"Saya yang seharusnya minta maaf. Mbak enggak pa-pa?"
Lelaki itu tampak khawatir. Jelas aku melihat raut wajahnya. Tampan sekali. Hidungnya mancung. Kulit putih. Ya, Allah sungguh indah karyamu satu ini.
"Mbaknya enggak pa-pa?"
"Eh, iya enggak pa-pa." Dengan kaki sedikit sakit, aku memaksakan diri untuk berdiri. Lantas, berlalu meninggalkan lelaki ganteng tadi.
"Hati-hati, Mbak!"
Aku mendengar suaranya sedikit teriak mungkin supaya aku mendengarnya. Sebab, aku sudah menjauh darinya. Aku hanya berbalik sebentar, lalu mengangguk pelan seraya senyum simpul sebelum melanjutkan perjalanan.
"Sudah ganteng, perhatian lagi. Beda dengan Mas Tejo.
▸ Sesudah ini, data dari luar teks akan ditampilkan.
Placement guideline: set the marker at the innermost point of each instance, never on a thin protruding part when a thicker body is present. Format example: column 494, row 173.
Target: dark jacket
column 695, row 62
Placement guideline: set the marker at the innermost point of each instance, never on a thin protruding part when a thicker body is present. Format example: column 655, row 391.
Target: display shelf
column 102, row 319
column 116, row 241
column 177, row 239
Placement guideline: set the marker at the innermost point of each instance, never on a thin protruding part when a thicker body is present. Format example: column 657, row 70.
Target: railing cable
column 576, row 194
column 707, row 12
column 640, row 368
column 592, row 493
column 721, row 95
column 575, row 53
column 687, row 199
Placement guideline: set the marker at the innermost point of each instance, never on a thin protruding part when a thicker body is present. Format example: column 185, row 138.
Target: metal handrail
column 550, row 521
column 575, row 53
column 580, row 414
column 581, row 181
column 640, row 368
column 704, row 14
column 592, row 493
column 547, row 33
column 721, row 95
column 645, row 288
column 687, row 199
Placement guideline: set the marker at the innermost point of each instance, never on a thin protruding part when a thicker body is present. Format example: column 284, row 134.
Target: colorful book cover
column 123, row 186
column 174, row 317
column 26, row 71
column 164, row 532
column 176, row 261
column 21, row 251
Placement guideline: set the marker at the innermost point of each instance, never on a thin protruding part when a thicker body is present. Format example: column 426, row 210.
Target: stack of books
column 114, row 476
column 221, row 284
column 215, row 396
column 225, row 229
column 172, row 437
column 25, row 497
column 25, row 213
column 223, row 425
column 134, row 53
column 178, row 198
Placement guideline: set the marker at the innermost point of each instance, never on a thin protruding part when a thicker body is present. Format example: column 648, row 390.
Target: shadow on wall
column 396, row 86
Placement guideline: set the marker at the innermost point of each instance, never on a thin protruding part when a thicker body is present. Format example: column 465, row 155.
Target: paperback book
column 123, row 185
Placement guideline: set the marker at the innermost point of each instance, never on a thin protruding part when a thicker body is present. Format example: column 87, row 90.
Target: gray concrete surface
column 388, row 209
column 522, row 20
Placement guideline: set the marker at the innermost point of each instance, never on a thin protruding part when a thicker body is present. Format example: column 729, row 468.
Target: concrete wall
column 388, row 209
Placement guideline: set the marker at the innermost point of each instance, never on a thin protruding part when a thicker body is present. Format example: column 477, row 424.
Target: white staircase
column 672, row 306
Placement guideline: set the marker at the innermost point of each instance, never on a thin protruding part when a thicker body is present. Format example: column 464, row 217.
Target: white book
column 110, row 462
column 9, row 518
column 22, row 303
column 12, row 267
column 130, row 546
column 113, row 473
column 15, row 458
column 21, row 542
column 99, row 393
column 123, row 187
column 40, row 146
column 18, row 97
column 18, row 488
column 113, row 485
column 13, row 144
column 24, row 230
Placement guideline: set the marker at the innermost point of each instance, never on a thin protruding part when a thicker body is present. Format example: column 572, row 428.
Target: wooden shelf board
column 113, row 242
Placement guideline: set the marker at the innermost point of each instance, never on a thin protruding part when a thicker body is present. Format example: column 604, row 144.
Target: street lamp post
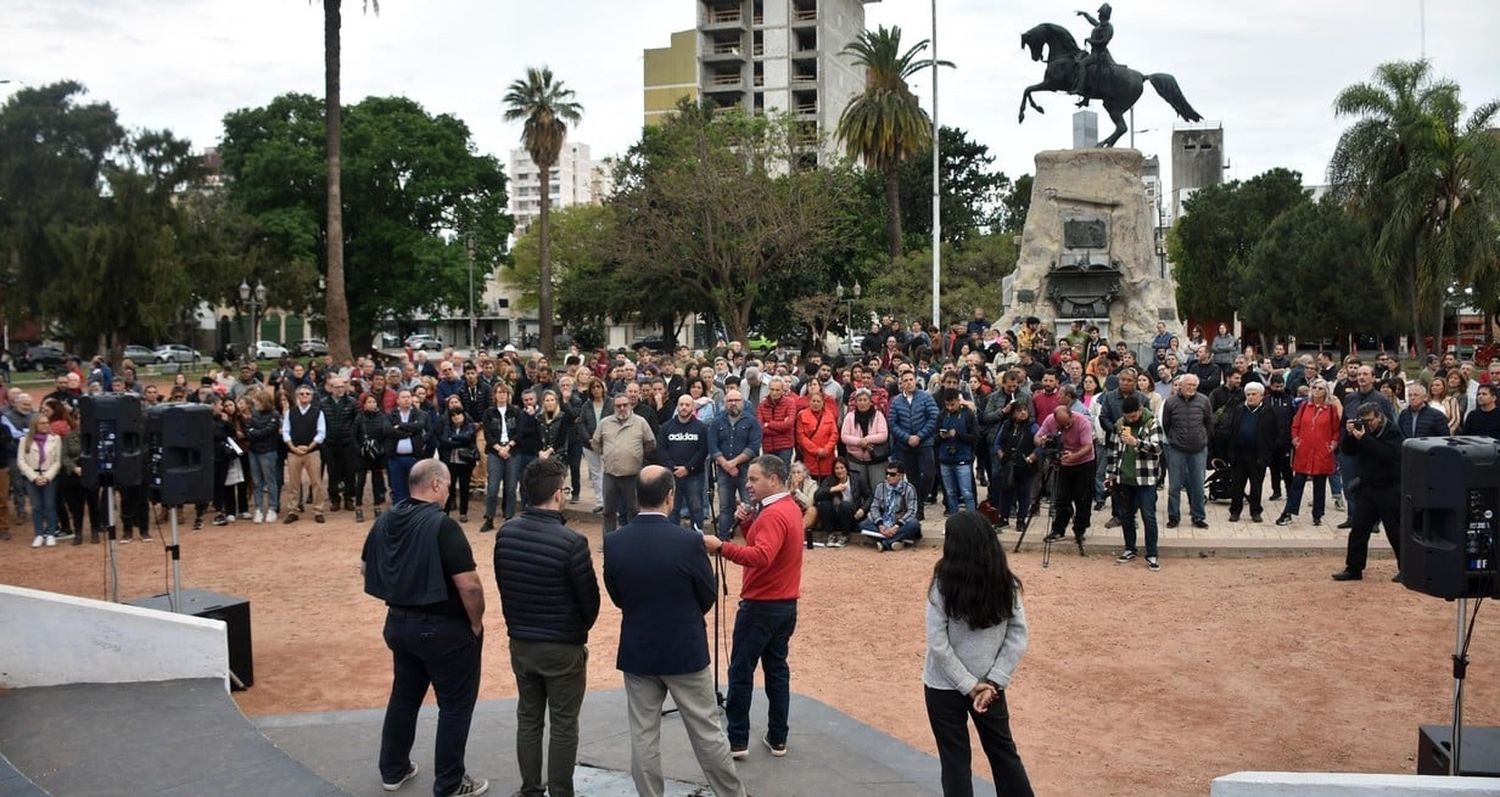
column 848, row 305
column 255, row 300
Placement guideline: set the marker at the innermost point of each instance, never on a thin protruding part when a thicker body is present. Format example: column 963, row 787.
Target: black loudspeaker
column 233, row 611
column 182, row 454
column 1481, row 754
column 111, row 428
column 1449, row 499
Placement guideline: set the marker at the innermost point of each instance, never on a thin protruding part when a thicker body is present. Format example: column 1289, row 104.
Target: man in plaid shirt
column 1133, row 469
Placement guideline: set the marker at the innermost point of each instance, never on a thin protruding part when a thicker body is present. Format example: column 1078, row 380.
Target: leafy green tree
column 414, row 185
column 546, row 107
column 1308, row 275
column 971, row 278
column 1220, row 224
column 336, row 308
column 884, row 125
column 972, row 192
column 1424, row 180
column 708, row 213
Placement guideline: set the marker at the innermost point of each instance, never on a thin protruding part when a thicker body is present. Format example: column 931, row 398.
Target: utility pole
column 936, row 186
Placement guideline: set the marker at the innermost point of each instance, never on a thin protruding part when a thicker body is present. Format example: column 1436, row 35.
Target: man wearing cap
column 303, row 431
column 1251, row 439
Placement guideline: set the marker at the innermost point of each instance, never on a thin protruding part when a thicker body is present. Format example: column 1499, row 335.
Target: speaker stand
column 1460, row 670
column 177, row 565
column 110, row 530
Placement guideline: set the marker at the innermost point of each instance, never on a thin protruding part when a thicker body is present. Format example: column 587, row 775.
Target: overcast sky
column 1266, row 69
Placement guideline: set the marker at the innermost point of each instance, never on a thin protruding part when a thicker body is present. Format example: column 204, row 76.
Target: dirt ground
column 1134, row 683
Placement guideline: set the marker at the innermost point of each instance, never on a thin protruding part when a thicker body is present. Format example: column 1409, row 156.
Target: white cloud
column 1266, row 69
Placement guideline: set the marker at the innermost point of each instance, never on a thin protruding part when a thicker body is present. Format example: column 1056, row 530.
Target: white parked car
column 269, row 350
column 177, row 353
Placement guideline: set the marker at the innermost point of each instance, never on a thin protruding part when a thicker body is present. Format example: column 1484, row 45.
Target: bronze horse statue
column 1118, row 87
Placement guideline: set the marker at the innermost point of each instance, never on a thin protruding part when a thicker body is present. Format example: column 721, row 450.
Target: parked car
column 420, row 341
column 269, row 350
column 177, row 353
column 761, row 344
column 44, row 357
column 140, row 353
column 654, row 342
column 311, row 347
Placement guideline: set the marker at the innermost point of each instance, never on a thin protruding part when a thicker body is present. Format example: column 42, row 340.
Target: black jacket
column 1379, row 457
column 338, row 419
column 372, row 427
column 545, row 572
column 414, row 430
column 1265, row 440
column 264, row 431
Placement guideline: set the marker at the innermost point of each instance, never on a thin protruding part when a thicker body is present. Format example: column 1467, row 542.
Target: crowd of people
column 978, row 418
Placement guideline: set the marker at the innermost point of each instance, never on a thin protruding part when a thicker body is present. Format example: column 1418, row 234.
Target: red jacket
column 771, row 554
column 1314, row 434
column 818, row 433
column 777, row 421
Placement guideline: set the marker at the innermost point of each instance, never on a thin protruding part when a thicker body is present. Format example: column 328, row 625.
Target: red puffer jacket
column 1314, row 436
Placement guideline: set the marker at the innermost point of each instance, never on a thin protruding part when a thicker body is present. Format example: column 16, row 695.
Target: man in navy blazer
column 659, row 577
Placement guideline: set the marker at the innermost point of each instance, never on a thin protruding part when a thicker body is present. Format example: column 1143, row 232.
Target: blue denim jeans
column 908, row 532
column 1185, row 470
column 690, row 499
column 1347, row 470
column 1143, row 500
column 264, row 481
column 44, row 508
column 731, row 493
column 762, row 634
column 957, row 487
column 500, row 485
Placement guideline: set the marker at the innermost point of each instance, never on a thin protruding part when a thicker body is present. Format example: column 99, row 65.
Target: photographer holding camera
column 1074, row 434
column 1374, row 445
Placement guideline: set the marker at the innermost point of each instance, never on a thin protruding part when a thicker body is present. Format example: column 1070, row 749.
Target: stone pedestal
column 1088, row 251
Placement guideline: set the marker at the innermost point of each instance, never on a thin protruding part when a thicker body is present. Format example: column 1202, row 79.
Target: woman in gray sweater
column 975, row 638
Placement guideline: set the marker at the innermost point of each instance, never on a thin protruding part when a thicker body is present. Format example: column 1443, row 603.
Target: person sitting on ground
column 891, row 521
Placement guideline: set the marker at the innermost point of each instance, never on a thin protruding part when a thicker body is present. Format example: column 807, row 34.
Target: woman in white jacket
column 39, row 460
column 975, row 638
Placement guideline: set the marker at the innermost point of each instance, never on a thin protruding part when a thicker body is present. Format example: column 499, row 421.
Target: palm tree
column 885, row 125
column 336, row 305
column 546, row 107
column 1416, row 171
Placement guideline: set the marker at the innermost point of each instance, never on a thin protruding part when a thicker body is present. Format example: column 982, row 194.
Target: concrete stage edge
column 830, row 754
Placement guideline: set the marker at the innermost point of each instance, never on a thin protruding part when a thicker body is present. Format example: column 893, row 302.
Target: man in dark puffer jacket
column 549, row 596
Untungnya aku sudah cerai dengannya." Aku bermonolog di tengah jalan. Kalau ada orang yang tahu pasti aku dikira orang gila. Ngomong sendirian sambil jalan kaki.
***
Berbeda dengan suasana saat aku keluar tadi. Indekos milik Pak Tohir, kini semakin ramai. Lalu lalang perempuan berbusana minim dan sepertinya para lelaki hidung belang. Aku terpaku sebentar melihat kondisi tersebut dari gerbang indekos. Sudah benarkah aku tinggal di sini? Apa aku kabur saja, kemudian diam-diam membuntuti Mas Tejo? Sesekali pasti dia pergi ke tempat Aisyah berada.
"Ngapain melamun di sini?"
Suara Mas Tejo, membuyarkan anganku. Pertanyaan-pertanyaan yang berjejal di otak segera kutepis.
"Eh, sejak kapan Mas Tejo di sini?" Aku kikuk setelah sadar Mas Tejo tiba-tiba di hadapanku.